The good old days were the days, seemingly, when the critics had their way and ran things with a high hand; they made or unmade books and authors. They killed Chatterton, just as, some years later, they hastened the death of Keats. For a time they were all-powerful. It was not until the end of the eighteenth century that these professional tyrants began to lose their grip, and when Byron took up the lance against them their doom was practically sealed.

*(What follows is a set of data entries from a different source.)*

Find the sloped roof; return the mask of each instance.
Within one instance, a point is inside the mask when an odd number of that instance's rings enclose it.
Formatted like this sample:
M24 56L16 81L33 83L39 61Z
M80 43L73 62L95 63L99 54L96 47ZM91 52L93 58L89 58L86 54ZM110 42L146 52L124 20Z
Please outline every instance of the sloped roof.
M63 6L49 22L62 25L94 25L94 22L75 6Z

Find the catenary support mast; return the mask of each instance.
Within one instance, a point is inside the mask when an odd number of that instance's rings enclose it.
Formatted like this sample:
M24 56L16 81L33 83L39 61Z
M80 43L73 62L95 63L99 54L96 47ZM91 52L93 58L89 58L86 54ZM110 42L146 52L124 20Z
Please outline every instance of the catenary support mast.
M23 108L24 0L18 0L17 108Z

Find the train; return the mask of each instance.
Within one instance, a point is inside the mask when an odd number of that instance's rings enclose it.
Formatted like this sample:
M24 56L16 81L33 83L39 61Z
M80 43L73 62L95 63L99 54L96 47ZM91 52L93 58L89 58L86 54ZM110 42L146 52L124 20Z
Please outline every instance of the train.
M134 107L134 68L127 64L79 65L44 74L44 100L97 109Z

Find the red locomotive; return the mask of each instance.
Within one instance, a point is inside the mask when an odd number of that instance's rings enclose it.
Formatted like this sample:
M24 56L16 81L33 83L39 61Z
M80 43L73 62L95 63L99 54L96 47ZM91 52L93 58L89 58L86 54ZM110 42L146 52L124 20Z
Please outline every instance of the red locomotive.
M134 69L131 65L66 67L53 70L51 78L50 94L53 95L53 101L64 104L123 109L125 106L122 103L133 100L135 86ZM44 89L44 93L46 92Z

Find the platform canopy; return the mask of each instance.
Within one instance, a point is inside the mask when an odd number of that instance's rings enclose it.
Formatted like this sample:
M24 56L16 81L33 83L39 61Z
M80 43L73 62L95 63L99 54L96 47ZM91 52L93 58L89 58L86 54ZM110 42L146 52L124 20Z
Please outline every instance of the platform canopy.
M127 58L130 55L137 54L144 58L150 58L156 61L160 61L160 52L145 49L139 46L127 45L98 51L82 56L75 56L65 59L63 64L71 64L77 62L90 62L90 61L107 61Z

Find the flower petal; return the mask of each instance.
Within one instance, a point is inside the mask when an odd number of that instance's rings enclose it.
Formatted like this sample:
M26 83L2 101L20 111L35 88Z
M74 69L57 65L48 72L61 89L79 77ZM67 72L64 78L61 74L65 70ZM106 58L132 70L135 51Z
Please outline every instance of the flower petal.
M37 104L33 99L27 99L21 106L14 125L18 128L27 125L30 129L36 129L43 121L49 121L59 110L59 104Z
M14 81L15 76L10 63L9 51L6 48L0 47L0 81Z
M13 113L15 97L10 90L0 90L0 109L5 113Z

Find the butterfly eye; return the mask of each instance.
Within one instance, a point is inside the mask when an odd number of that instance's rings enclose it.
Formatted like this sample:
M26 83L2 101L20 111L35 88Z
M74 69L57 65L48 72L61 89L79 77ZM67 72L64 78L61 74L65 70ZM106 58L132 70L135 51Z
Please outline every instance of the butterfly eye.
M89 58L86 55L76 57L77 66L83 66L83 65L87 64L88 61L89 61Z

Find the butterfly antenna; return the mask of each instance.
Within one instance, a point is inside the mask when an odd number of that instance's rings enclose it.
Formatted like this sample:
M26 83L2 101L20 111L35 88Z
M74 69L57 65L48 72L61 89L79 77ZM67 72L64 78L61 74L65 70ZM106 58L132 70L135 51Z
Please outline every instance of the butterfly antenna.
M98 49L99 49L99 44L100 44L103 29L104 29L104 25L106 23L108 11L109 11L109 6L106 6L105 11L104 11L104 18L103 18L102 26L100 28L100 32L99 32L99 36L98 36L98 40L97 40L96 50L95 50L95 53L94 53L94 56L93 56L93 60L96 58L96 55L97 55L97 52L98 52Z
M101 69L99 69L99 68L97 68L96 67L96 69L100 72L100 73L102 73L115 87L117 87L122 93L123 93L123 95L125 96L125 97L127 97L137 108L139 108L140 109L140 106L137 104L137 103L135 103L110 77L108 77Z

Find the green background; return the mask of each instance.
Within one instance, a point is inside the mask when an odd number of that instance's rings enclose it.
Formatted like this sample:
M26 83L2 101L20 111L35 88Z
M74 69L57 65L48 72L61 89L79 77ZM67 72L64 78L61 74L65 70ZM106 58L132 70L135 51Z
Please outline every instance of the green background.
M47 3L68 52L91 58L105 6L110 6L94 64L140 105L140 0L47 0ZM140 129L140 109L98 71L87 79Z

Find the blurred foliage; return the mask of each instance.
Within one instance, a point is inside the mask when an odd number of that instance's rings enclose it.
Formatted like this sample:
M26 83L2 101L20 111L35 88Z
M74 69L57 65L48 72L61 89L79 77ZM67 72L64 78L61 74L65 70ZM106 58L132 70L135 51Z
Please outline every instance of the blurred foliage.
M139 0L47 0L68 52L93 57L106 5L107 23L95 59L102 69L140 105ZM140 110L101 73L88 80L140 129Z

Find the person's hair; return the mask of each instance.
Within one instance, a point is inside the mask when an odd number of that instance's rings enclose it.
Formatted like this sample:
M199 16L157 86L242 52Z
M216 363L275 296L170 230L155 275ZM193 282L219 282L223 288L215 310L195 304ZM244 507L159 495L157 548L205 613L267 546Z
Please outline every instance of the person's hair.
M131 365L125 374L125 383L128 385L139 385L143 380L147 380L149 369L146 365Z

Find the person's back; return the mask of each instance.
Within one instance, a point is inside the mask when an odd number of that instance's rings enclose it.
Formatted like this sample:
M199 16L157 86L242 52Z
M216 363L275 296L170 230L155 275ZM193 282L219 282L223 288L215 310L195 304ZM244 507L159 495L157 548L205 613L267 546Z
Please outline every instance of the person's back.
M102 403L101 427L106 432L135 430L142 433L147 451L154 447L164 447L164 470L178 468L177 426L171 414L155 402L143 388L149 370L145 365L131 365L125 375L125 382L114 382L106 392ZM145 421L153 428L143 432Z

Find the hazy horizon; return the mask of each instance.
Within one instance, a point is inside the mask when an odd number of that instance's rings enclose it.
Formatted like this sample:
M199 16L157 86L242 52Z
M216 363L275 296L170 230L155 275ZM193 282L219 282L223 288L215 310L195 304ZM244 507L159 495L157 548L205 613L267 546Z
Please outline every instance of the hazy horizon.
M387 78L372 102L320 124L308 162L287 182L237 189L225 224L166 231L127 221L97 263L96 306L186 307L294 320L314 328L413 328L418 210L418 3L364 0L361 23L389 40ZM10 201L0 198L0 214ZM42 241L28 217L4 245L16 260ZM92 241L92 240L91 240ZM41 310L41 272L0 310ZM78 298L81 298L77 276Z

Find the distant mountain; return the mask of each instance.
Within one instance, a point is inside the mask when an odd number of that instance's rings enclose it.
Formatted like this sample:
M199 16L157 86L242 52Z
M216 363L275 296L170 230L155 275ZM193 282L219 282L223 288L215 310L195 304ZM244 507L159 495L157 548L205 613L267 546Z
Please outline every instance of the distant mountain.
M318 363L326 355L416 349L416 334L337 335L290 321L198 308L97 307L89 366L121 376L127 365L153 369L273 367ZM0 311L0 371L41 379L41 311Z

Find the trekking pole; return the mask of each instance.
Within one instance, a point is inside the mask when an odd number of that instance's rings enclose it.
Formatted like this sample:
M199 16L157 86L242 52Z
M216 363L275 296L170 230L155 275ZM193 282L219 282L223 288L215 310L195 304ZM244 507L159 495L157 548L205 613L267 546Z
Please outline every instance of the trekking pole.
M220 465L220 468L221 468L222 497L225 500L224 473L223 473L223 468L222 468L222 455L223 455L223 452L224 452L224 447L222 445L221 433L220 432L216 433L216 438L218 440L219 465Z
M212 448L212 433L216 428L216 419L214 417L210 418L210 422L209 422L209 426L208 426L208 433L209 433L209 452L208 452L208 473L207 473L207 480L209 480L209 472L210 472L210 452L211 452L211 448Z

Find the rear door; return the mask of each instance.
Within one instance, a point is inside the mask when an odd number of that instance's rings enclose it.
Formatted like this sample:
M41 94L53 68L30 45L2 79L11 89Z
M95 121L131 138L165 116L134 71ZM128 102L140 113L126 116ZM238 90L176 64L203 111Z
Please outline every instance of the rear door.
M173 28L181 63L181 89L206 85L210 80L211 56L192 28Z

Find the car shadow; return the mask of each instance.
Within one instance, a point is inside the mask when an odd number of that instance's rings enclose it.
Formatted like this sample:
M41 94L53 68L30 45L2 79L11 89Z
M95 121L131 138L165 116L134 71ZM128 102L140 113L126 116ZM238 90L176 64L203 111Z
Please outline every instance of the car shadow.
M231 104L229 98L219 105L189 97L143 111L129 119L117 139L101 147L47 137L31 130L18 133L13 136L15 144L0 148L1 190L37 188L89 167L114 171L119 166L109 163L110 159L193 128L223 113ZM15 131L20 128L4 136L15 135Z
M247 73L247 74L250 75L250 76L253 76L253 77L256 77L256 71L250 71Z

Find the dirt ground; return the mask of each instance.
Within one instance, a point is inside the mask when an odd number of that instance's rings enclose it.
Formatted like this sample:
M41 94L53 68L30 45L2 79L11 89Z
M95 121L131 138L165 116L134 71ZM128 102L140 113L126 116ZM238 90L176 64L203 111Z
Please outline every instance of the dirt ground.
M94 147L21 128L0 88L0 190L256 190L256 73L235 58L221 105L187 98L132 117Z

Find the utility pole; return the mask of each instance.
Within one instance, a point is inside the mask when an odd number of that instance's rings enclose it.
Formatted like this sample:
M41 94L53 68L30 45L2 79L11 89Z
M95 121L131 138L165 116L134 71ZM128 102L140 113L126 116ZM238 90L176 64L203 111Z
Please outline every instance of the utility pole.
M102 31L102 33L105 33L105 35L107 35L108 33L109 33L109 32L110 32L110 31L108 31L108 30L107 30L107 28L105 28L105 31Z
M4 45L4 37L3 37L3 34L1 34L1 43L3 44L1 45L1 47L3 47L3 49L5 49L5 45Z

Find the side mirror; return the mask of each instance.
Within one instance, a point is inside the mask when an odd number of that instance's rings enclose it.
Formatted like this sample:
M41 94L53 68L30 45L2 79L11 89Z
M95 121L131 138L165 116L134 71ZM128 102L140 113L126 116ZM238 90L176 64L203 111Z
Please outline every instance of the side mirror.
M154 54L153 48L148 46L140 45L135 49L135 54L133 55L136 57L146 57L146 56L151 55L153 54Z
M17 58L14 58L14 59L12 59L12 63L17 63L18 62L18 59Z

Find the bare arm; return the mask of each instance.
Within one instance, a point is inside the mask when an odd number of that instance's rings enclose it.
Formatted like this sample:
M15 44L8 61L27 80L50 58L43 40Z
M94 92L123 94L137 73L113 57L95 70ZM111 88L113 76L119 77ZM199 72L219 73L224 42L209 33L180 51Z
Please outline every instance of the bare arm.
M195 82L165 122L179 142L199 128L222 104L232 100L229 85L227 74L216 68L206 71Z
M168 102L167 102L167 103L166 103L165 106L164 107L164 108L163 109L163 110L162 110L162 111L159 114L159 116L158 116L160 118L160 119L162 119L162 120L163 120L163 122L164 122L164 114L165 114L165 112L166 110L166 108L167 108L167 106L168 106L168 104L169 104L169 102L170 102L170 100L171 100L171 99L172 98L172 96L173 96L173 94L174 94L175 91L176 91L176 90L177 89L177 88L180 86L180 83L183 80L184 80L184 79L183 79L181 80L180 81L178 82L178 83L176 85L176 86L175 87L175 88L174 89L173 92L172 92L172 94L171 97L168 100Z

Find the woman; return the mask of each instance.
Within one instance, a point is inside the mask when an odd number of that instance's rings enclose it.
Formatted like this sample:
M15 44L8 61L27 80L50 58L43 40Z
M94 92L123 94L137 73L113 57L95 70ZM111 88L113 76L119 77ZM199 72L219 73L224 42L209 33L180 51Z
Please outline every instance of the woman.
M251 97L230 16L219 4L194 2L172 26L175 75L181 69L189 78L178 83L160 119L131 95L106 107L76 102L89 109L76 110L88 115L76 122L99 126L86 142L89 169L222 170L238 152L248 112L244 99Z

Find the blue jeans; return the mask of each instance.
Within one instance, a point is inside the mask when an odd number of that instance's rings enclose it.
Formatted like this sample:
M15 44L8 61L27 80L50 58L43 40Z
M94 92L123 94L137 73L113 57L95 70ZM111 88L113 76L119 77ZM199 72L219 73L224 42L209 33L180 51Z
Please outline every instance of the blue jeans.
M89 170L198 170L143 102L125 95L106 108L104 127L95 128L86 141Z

Who would care a picayune in these degenerate days what Dr. Warburton said pro or con a book? It was Warburton (then Bishop of Gloucester) who remarked of Granger’s ``Biographical History of England’’ that it was ``an odd one.’’ This was as high a compliment as he ever paid a book; those which he did not like he called sad books, and those which he fancied he called odd ones.
The truth seems to be that through the diffusion of knowledge and the multiplicity and cheapness of books people generally have reached the point in intelligence where they feel warranted in asserting their ability to judge for themselves. So the occupation of the critic, as interpreted and practised of old, is gone.
Reverting to the practice of lamenting the degeneracy of humanity, I should say that the fashion is by no means a new one. Search the records of the ancients and you will find the same harping upon the one string of present decay and former virtue. Herodotus, Sallust, Caesar, Cicero, and Pliny take up and repeat the lugubrious tale in turn.
Upon earth there are three distinct classes of men: Those who contemplate the past, those who contemplate the present, those who contemplate the future. I am of those who believe that humanity progresses, and it is my theory that the best works of the past have survived and come down to us in these books which are our dearest legacies, our proudest possessions, and our best-beloved companions.
XV
A BOOK THAT BRINGS SOLACE AND CHEER
One of my friends had a mania for Bunyan once upon a time, and, although he has now abandoned that fad for the more fashionable passion of Napoleonana, he still exhibits with evident pride the many editions of the ``Pilgrim’s Progress’’ he gathered together years ago. I have frequently besought him to give me one of his copies, which has a curious frontispiece illustrating the dangers besetting the traveller from the City of Destruction to the Celestial City. This frontispiece, which is prettily illuminated, occurs in Virtue’s edition of the ``Pilgrim’s Progress’’; the book itself is not rare, but it is hardly procurable in perfect condition, for the reason that the colored plate is so pleasing to the eye that few have been able to resist the temptation to make away with it.
For similar reasons it is seldom that we meet with a perfect edition of Quarles’ ``Emblems’’; indeed, an ``Emblems’’ of early publication that does not lack the title-page is a great rarity. In the ``good old days,’’ when juvenile books were few, the works of Bunyan and of Quarles were vastly popular with the little folk, and little fingers wrought sad havoc with the title-pages and the pictures that with their extravagant and vivid suggestions appealed so directly and powerfully to the youthful fancy.